How James Corden Really Feels About Carpool Karaoke's Rocky Start

In the years since its debut, James Corden's "Carpool Karaoke" has become widely popular. However, it wasn't always so well-received — especially by publicists. In a 2018 People interview, the late night talk show host shared that the idea actually came from a 2011 "Comic Relief" sketch he was involved in where George Michael was singing Wham! songs while being driven to a meeting. Since it was so well-received, Corden decided to give the idea a go with his own talk show. "When you're putting together a show like this, you're searching for the tentpoles that might prop up your show," he told the outlet. And so Corden and his team ran with the idea.

Since then, the segment has become a "phenomenon," per The Guardian. Corden has driven his car around Los Angeles with some of the biggest Hollywood stars, including Adele, Cardi B, One Direction, and even former first lady Michelle Obama. Each video has raked in millions of views on YouTube. Given the segment's success, it's no surprise that others have since made their own version.

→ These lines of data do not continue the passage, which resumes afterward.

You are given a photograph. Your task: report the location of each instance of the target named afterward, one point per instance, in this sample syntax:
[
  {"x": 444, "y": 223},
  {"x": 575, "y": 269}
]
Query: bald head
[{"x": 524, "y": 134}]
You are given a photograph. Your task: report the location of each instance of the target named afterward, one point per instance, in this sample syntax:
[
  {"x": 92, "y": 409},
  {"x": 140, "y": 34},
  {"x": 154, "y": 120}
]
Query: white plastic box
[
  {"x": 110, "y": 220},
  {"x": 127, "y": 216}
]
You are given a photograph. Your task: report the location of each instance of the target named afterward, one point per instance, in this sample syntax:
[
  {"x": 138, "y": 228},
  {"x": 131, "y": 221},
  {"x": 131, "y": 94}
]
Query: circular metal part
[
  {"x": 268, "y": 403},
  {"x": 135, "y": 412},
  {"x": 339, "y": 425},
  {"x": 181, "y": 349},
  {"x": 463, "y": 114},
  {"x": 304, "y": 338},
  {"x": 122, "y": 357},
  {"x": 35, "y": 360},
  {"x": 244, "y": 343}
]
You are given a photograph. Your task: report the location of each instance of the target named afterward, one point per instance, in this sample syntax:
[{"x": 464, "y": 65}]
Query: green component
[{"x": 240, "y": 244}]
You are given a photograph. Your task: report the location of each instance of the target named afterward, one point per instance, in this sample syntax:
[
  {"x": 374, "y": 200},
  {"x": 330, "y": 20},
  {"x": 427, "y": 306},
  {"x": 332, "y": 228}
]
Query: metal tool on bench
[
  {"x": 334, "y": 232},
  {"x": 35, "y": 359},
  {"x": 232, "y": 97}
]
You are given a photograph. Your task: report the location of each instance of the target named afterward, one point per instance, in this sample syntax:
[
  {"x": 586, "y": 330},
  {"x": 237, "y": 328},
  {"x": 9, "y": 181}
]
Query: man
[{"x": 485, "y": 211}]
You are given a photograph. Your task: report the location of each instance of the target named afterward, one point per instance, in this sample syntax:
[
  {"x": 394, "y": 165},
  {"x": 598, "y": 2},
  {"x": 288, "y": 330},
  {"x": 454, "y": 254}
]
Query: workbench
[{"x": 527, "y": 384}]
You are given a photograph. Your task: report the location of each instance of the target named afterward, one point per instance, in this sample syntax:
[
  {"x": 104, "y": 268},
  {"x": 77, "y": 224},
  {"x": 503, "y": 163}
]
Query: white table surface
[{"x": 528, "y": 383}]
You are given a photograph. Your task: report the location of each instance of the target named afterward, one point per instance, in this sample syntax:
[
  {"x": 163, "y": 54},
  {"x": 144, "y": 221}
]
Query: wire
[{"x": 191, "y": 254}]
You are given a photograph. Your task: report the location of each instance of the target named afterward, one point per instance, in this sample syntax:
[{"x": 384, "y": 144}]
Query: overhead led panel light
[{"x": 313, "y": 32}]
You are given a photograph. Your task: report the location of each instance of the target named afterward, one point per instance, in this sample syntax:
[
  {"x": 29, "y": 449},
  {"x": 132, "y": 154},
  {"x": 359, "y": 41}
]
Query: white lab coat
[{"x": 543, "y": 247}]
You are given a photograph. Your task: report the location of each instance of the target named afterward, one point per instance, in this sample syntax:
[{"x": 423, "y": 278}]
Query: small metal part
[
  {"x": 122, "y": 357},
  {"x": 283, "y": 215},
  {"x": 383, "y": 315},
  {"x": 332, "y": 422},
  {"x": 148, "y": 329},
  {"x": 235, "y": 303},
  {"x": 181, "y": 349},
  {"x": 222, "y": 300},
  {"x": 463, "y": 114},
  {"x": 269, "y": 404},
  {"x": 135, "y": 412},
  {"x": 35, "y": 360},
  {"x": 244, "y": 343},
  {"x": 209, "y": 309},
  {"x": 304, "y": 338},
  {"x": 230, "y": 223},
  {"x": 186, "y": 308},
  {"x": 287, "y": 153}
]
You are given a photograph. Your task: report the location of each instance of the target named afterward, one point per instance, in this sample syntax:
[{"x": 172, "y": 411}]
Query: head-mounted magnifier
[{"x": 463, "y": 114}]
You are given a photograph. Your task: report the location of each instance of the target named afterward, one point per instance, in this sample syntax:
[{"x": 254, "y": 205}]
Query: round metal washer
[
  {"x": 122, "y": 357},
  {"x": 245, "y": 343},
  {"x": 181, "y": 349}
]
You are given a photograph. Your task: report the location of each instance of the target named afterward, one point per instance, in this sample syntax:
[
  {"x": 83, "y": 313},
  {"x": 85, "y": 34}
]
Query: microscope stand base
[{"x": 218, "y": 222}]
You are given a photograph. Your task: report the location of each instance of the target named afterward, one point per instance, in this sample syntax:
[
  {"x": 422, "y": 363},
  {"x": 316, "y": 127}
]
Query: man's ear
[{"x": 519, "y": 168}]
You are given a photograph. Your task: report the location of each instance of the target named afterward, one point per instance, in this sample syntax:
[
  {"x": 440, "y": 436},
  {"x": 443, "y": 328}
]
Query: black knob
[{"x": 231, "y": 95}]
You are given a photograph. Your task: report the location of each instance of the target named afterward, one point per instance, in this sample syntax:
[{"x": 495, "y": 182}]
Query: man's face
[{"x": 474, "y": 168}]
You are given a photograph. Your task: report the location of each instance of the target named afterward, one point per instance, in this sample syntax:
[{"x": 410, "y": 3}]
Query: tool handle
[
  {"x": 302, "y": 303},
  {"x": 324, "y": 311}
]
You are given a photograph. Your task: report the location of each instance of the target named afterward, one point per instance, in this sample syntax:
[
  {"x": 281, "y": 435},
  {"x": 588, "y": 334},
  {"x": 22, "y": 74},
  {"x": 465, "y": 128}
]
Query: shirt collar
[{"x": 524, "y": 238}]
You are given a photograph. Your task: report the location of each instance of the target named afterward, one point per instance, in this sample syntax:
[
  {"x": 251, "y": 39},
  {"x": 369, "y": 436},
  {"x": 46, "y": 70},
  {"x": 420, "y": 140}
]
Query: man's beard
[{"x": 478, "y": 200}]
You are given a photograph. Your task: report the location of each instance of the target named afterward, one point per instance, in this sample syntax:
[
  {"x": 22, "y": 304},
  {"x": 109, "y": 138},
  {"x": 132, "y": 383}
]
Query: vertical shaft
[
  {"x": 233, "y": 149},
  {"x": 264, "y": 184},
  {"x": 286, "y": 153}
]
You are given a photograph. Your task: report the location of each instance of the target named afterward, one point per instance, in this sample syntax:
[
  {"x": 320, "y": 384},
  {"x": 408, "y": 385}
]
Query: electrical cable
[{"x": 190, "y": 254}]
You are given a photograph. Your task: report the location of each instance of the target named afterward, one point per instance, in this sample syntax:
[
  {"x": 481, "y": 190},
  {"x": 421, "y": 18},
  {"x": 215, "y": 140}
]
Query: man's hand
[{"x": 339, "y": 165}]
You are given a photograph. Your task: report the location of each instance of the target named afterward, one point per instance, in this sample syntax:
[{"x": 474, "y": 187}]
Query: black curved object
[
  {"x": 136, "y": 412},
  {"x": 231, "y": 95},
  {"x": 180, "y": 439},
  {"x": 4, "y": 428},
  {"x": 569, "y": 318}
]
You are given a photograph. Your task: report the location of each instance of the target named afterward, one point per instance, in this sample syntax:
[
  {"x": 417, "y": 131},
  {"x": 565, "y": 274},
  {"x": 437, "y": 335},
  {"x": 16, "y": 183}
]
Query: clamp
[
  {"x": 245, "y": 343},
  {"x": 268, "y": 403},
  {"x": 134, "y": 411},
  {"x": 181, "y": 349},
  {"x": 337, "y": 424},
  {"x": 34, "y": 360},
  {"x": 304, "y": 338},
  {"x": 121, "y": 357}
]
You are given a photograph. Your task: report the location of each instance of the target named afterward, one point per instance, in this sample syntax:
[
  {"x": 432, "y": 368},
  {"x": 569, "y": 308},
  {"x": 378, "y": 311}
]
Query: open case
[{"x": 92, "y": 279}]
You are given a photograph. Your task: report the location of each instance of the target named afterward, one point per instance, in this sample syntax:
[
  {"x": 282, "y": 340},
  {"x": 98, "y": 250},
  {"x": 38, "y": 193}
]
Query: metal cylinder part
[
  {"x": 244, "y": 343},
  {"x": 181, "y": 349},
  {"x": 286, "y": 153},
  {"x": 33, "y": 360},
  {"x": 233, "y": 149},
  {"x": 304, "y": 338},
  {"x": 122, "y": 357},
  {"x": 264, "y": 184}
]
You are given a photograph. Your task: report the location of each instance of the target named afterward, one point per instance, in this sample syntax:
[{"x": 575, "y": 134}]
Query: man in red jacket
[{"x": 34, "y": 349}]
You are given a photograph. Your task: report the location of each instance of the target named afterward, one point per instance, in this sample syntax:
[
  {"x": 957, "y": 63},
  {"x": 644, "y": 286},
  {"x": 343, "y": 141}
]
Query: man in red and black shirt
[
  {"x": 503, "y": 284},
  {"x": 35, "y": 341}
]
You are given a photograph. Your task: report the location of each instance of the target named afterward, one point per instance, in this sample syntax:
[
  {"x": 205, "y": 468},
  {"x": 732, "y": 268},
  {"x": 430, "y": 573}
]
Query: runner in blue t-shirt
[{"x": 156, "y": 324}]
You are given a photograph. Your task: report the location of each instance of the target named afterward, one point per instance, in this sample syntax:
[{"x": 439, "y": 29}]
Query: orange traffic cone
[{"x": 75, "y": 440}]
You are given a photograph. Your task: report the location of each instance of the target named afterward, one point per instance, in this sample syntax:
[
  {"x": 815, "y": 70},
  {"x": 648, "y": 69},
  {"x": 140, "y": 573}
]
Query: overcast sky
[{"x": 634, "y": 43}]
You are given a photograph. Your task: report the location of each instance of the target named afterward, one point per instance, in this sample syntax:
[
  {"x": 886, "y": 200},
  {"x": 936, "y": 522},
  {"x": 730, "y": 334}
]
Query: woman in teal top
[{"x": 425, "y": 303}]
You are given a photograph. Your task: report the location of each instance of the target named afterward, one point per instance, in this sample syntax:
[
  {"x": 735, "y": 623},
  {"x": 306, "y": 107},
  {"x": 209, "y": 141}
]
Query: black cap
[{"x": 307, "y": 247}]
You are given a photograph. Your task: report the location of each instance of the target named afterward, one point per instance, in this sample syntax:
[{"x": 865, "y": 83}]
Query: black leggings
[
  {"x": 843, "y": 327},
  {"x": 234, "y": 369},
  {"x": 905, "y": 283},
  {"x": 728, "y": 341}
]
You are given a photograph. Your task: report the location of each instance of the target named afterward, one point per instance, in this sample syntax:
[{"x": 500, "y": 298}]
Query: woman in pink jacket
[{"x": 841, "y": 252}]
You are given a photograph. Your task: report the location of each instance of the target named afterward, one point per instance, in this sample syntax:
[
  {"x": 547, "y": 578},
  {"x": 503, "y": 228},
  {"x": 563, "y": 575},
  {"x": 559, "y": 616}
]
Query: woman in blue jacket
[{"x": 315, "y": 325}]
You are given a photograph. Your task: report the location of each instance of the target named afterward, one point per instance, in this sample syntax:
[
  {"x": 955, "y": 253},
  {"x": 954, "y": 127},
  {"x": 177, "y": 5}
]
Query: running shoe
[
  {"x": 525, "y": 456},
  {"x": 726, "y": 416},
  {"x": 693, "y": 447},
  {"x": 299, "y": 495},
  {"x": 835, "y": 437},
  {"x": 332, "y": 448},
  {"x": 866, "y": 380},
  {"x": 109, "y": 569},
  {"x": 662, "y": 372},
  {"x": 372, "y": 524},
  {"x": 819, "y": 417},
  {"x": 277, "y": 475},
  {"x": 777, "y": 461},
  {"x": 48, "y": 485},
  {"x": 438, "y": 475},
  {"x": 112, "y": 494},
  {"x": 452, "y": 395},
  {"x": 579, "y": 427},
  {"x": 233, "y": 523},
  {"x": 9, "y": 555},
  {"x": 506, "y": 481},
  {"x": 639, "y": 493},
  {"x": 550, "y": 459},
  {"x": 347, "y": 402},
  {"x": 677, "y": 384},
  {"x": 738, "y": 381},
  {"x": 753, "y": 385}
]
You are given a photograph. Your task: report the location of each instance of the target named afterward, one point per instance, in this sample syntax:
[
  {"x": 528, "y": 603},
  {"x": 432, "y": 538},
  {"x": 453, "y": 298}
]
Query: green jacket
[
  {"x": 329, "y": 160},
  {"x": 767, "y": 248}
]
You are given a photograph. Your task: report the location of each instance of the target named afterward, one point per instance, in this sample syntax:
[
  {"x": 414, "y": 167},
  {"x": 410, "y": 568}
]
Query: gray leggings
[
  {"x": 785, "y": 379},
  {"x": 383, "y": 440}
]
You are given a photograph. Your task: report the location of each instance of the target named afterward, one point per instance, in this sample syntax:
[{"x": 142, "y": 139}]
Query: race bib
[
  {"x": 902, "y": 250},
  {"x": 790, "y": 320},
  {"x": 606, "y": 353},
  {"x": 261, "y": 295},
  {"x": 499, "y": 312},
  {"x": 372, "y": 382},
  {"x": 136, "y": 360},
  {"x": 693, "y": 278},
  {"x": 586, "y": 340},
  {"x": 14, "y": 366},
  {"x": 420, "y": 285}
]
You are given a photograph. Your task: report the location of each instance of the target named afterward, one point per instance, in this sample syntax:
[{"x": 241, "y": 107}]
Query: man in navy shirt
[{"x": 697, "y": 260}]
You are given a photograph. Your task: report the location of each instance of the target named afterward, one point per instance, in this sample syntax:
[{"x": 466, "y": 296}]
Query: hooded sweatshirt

While publicists were surely clamoring to get their celebrity clients on "Carpool Karaoke" at the segment's peak, that wasn't always the case. In fact, during a November 2022 episode of "Hot Ones," Corden revealed that initially, he didn't have the easiest time booking guests.

James Corden's goal for the segment was to 'humanize' celebrities

In a 2021 sit-down with "60 Minutes," James Corden discussed the success of his "Carpool Karaoke" segment, and shared that one of his most memorable experiences is being able to film the popular segment with Paul McCartney. "The core of it really isn't the songs," he said on "60 Minutes," adding, "The core of it is the intimacy of the interview. That these are some of the most famous people on Planet Earth."

The late night talk show host explained a little bit more about the concept during a November 2022 "Hot Ones" episode, touching on what he believes some people — publicists, in particular — might have disregarded when he originally pitched the idea."There's something about taking someone and placing them completely on their own, in an environment that's so recognizable to us," he said. Corden added, "We sing our lung out in the car and seeing someone doing something in the very same way that we do it I think is quite humanizing." And it's that humanization factor that's seemingly contributed to the segment's success.

Corden has found ways to reach that goal of humanizing the celebrities he's with even more by making some fun pit stops. In the Selena Gomez episode, the two are seen riding a rollercoaster and going to McDonalds. And in the Ariana Grande episode, the comedian and the singer are seen going to Starbucks.